The school board approved another new publications policy, agreeing not to discipline a student or editor for deleting the word “Redskin” from an article or advertisement. But the principal now has 10 days to review copy prior to publication and students.
“Without a doubt, knowing that all copy goes to the principal for review inhibits students,” Gillian said, “and affects the timeliness of the newspaper content.” Some touchy topics were addressed in 2015-16 — a story on Satanism and one on abortion/pro-choice. The administration reviewed the stories and made some edits before they were published.
The student staff each year for the past three has continued to ban the word Redskin from the Playwickian, so still faces challenges. Timothy Cho, 2015-16 editor-in-chief, said that because the newspaper’s yearly budget was cut again, the staff had to raise additional money and sell more ads. Believing their allocation to be disproportionately lower than those of other extracurricular activities, editors asked to see records of what other groups received. This request was denied.
When a majority of editors voted this spring to use “R——“ in a story about the school’s annual Mr. Redskin pageant, one of the editors appealed to the administration. The principal ordered editors to use “Redskin” when the story was posted online in May, the one month when there was no printed issue. The staff refused, citing the editorial control given them in the most recent school policy — plus the Pennsylvania School Code and the First Amendment. Administrators responded by immediately locking down the website and revoking the editors’ administrative privileges to the newspaper’s site. School officials then uploaded the article to the website — with the word “Redskin.”
As this saga drags on, there are several bittersweet footnotes:
- Tara Huber, the journalism teacher throughout the controversy, told her principal that because of this latest censorship she was resigning as Playwickian adviser.
- Legal counsel representing Timothy Cho sent a detailed letter in June to Neshaminy’s school officials, requesting they restore the paper’s website and control of it to the student editor.
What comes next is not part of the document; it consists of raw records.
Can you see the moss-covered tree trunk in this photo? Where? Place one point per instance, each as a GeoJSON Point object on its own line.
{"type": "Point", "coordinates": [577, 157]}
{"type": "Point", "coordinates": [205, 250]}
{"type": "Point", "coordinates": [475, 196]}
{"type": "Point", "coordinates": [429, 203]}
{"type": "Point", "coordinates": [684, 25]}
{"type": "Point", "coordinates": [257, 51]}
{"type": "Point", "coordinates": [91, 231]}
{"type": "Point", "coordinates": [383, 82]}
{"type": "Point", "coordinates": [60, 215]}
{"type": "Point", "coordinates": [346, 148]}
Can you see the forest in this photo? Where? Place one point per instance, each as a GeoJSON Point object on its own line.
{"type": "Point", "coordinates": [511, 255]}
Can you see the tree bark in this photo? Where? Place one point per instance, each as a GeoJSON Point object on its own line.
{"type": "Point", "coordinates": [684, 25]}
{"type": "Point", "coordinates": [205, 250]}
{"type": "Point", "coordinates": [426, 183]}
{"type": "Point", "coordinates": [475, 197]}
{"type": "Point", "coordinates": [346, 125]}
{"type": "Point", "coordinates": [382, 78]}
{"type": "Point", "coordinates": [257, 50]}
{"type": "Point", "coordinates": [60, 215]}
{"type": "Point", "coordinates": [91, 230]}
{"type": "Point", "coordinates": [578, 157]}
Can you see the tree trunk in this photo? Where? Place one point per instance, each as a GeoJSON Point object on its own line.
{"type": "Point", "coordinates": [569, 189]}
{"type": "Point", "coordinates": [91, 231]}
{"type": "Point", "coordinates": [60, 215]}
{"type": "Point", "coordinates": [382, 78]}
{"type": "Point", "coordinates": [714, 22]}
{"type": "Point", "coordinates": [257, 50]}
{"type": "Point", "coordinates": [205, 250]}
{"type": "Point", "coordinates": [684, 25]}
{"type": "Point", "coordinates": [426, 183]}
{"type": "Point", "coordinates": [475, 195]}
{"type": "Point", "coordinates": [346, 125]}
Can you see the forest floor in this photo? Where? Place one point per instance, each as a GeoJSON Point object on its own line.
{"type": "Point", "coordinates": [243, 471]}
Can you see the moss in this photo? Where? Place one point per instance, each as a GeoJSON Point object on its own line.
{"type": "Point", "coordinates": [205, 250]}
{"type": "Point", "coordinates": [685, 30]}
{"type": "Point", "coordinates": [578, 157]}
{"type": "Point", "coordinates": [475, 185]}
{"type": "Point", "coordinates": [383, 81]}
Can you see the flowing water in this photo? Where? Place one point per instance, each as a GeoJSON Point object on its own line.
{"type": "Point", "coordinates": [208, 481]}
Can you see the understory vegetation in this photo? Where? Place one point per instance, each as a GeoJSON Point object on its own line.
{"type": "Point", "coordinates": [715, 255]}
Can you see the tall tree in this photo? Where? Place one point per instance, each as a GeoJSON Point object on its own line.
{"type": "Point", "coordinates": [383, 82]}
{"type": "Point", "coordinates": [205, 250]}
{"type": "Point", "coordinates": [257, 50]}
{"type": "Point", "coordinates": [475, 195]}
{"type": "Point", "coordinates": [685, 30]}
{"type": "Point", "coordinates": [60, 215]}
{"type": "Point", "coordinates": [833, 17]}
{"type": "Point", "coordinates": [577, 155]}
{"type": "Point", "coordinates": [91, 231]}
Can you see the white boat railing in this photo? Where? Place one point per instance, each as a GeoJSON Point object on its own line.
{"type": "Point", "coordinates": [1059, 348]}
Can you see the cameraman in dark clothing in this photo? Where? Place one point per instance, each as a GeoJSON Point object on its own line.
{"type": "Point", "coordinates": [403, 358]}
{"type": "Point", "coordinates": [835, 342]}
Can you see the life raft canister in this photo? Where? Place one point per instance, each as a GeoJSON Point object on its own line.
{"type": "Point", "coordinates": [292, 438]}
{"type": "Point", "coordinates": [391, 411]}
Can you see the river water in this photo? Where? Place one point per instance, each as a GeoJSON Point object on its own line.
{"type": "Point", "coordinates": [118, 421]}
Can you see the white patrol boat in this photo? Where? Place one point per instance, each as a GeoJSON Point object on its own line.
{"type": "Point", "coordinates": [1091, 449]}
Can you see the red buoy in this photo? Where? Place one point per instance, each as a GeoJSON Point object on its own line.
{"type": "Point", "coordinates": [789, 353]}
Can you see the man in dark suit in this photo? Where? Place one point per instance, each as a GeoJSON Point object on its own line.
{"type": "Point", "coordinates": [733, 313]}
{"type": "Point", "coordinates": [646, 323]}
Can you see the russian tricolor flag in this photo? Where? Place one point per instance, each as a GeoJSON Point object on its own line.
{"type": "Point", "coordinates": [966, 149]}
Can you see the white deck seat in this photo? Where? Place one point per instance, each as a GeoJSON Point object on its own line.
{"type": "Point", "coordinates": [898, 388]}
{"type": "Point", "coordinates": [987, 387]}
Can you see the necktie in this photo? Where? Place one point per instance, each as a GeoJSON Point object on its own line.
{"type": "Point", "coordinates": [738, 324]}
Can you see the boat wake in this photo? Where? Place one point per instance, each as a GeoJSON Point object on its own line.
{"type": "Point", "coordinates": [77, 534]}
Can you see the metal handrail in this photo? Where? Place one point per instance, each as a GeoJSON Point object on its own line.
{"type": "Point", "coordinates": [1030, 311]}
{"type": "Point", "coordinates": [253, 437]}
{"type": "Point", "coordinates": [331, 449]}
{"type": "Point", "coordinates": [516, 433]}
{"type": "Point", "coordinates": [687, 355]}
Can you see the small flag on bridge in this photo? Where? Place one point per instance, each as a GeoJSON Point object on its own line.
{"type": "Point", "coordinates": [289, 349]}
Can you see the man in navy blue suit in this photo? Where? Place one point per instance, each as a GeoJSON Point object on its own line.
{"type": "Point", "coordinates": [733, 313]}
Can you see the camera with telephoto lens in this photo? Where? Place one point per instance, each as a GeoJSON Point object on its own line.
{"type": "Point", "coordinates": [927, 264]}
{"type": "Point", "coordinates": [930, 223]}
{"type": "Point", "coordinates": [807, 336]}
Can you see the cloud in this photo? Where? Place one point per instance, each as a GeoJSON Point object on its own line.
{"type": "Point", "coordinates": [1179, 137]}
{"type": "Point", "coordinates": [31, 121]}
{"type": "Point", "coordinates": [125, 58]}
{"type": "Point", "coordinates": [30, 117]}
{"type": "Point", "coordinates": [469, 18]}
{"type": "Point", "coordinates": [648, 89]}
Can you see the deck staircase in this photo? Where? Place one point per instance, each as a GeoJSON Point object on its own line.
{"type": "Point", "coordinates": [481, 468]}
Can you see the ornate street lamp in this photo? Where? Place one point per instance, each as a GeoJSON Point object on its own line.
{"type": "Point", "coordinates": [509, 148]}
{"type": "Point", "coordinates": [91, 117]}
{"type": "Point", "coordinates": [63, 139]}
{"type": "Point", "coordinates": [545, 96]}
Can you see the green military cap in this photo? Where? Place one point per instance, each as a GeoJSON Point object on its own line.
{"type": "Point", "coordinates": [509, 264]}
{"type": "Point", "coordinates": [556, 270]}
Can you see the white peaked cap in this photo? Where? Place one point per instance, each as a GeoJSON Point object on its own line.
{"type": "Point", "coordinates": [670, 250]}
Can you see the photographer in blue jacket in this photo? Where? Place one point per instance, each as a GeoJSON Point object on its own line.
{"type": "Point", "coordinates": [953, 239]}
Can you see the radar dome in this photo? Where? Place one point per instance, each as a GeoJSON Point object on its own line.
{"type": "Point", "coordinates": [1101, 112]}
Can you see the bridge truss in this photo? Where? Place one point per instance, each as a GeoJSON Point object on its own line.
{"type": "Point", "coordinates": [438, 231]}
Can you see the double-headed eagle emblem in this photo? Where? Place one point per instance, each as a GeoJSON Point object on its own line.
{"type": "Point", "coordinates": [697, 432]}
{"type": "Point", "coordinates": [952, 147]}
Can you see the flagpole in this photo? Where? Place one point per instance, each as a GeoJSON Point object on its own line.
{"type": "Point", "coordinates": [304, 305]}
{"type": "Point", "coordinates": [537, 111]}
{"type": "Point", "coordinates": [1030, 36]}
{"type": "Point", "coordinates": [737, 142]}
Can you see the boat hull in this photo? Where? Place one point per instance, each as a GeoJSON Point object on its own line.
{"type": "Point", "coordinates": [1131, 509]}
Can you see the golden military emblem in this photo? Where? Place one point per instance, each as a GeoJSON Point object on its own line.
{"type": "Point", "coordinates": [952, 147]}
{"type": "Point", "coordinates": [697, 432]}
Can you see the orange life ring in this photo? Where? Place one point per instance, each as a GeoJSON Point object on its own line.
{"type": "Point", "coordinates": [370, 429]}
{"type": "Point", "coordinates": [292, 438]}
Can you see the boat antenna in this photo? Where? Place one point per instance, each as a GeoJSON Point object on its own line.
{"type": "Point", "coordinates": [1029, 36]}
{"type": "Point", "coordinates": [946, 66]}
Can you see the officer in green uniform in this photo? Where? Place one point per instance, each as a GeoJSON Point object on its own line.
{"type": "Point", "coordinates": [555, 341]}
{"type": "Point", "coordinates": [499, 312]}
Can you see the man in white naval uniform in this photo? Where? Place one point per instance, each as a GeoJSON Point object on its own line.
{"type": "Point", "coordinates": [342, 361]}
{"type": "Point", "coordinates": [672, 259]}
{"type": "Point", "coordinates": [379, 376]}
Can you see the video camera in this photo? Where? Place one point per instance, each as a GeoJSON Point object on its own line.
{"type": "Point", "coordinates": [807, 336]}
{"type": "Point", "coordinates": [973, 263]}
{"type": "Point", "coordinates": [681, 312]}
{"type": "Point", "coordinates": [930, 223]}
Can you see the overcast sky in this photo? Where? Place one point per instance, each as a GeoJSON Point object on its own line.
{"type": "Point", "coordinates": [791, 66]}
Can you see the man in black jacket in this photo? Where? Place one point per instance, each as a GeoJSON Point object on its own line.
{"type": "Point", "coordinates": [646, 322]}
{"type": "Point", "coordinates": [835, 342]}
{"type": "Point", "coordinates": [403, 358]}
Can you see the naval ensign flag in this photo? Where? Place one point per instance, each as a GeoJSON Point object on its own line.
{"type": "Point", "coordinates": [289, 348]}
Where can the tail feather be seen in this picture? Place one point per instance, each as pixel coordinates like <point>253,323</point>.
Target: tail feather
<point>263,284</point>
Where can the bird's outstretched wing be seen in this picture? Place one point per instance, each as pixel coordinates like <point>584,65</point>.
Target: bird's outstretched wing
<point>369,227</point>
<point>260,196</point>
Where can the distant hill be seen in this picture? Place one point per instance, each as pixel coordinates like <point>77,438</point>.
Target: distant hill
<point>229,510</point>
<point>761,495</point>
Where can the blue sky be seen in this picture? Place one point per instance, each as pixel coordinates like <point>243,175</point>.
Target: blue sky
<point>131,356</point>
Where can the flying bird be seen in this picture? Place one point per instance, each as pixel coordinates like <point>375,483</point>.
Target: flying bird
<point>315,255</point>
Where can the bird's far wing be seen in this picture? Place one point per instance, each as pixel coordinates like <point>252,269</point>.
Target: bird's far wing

- Donna Boyle continues her battle to have the mascot replaced. Seventeen months after filing her complaint, the Pennsylvania Human Relations Commission said that Neshaminy’s use of Redskins is “racially derogatory” and creates a “hostile educational environment.” That January 2015 ruling told school officials to “cease and desist unlawfully discriminating against its students because of their race” within a “reasonable amount of time.” Since Boyle wants the mascot replaced and school officials have suggested anything but removal, a stalemate exists. The 11-member PHRC planned a public hearing for this summer. No action has been reported.
While it’s unclear whether or not Neshaminy High School’s athletes will remain the Redskins, there is no doubt its student journalists struck a chord in the community and raised its consciousness. “Parents have discouraged some students from joining the staff,” Gillian noted, “but those who stayed or joined the staff are students who feel more strongly about continuing the ban and taking the moral position of the newspaper.”
Gillian remains confident it was worth the struggle. “It’s ignorant and blind not to acknowledge that this mascot affects the self-image of Native Americans,” she said. “It’s just not right if we fail to acknowledge what their feelings are. We can’t define the word for them, but it clearly dehumanizes them. I hope the staff keep fighting for this.”